对时丁兰怀恨在心的人, 赵艿拓想了想。
心里已经有了人选,这并不难猜。
目前对时丁兰有意见, 并且能够耍这种手段,还得了解时丁兰这种时常跟阔太混在一起的习性, 似乎也只有那个人了吧。
赵艿拓再看向是时丁兰, 对方完全没意识到自己掉进了圈套,还是一脸不解地看着他。
他不禁叹了口气, 就这智商还想混豪门,至今都没被甩,也算是苍景辉真的对她有点感情了。
时丁兰见他叹气, 问:“怎么了?”
赵艿拓没回答她,继续重复那个问题:“欠了多少?”
“这……其实没多少啊。反正都已经解决了嘛。我今后不炒股就是了。

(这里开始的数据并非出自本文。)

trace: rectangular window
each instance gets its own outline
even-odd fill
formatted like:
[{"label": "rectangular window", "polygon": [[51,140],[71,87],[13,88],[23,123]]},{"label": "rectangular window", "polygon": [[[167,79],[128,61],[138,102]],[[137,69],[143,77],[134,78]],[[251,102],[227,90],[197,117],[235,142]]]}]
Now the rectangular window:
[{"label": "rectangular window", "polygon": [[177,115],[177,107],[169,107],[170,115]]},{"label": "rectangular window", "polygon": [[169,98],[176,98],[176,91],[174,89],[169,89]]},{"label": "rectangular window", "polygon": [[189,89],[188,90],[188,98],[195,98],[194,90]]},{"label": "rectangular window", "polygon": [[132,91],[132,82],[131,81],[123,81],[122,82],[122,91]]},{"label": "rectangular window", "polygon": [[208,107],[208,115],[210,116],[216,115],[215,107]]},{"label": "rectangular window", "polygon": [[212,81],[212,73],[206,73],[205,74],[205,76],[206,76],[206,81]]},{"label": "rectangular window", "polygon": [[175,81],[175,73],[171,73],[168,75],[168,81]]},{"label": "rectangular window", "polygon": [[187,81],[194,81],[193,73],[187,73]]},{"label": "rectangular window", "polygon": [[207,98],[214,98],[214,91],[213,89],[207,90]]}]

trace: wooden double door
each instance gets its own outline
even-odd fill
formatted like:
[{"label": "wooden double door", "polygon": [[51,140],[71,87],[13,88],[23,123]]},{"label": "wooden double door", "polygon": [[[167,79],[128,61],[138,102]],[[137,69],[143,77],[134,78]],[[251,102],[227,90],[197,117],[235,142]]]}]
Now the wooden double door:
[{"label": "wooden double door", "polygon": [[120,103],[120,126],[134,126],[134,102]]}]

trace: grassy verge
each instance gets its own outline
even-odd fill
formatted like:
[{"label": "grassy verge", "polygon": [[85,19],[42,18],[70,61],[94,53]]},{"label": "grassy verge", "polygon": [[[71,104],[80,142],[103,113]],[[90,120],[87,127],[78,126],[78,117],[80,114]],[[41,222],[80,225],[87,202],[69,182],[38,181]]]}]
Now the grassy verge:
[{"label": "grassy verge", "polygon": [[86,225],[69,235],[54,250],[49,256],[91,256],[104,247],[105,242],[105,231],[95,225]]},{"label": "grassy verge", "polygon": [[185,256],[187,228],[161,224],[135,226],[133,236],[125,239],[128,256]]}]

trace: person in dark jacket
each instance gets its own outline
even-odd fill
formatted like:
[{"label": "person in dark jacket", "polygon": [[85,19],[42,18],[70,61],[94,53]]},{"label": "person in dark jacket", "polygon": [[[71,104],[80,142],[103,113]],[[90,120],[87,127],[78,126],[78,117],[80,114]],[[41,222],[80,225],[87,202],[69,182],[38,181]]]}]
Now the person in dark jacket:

”
赵艿拓眉头一皱,觉得自己有必要对时丁兰进行一下思想教育,她这思想明显不行。
眼见着赵艿拓还想说话,时丁兰以为他又要问钱的细节, 连忙打断了他, 转移了话题。
“艿艿呀, 寒假里就要参加选秀了。你考虑得怎么样了?”她希冀地望着他。
赵艿拓看出时丁兰是转移话题,也没拆穿她,他也不是很想当个说教的父母似的, 但也对于时丁兰这么希望自己去的样子也觉得有些奇怪, 说:“考虑好了。我决定去吧。”

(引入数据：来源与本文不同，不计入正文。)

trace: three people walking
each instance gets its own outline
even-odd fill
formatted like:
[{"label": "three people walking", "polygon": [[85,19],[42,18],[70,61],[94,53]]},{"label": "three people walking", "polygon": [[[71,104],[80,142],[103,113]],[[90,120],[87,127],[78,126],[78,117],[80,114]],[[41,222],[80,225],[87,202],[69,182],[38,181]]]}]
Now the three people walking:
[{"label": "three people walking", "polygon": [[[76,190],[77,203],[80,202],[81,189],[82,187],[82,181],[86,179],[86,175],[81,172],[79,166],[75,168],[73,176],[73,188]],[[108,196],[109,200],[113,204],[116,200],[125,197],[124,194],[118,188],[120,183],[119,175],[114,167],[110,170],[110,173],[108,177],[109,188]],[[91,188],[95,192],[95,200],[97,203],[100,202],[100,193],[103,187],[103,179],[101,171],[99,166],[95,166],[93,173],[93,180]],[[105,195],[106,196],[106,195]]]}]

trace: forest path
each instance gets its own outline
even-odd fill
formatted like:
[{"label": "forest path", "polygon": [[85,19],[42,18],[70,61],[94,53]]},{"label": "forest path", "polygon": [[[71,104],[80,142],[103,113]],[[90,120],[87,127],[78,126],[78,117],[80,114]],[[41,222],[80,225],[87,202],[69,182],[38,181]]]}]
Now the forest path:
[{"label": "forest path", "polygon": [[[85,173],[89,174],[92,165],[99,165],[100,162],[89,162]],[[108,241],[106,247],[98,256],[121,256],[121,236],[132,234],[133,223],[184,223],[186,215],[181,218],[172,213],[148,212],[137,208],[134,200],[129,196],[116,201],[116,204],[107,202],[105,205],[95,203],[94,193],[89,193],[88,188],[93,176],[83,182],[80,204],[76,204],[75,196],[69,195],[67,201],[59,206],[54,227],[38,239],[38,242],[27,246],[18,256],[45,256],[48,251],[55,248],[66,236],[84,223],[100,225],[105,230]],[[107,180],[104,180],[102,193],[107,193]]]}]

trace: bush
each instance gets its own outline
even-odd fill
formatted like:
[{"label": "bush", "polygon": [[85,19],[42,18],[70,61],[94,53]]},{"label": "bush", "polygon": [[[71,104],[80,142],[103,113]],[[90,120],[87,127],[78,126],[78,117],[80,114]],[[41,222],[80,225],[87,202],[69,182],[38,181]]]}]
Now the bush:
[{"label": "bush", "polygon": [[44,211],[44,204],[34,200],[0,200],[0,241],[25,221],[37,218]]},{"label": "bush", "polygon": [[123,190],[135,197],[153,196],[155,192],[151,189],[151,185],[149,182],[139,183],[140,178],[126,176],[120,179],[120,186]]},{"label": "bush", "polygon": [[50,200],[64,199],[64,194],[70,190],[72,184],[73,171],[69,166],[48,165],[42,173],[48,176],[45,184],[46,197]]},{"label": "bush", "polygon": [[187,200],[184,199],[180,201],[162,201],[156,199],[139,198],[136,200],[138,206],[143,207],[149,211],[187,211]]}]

时丁兰长吁了口气, 像放下了一颗大石, 异常开心地说:“那就好, 那你的脚可要快点好了。多喝点牛奶,这个月我都会吩咐保姆给你熬骨头汤,到时候等选秀快开始了,我们再买一买热搜。配合经纪公司那边炒作一下……”她已经规划好之后的一切了,眼睛逐渐发亮。
“经纪公司?我不是还没出道吗?”赵艿拓盯着她。
时丁兰捂住嘴,尴尬解释着:“这……报名总要有经纪公司的嘛,不可能以个人身份去的啊……”
赵艿拓涌上一股不好的预感:“所以你替我签约了?”
“这……妈妈都看过了的,合约完全没有不合理的地方……”
“所以你签了几年?!”
时丁兰见到赵艿拓正色严肃的表情,害怕地后退了一步,往门边走,勉强笑着说:“也不是很久……”
“那是多久?一年?”
“……”
“三年?”
“……长一点……”
“五年?”
“这……”
“十年?!!”赵艿拓快要炸了。
“没有啦!!就……”说着,时丁兰已经悄悄扭开了门把,被赵艿拓敏锐地察觉到,他刚要说话不让她走,结果时丁兰就朝他露出一个甜甜的笑容,说:“我还会害你不成,我一切都帮你打点好了,这点小事不用放在心上。已经很晚了,你早点睡,晚安。”一说完,立马打开了门,跟逃似的,蹬蹬地踩着高跟跑走了。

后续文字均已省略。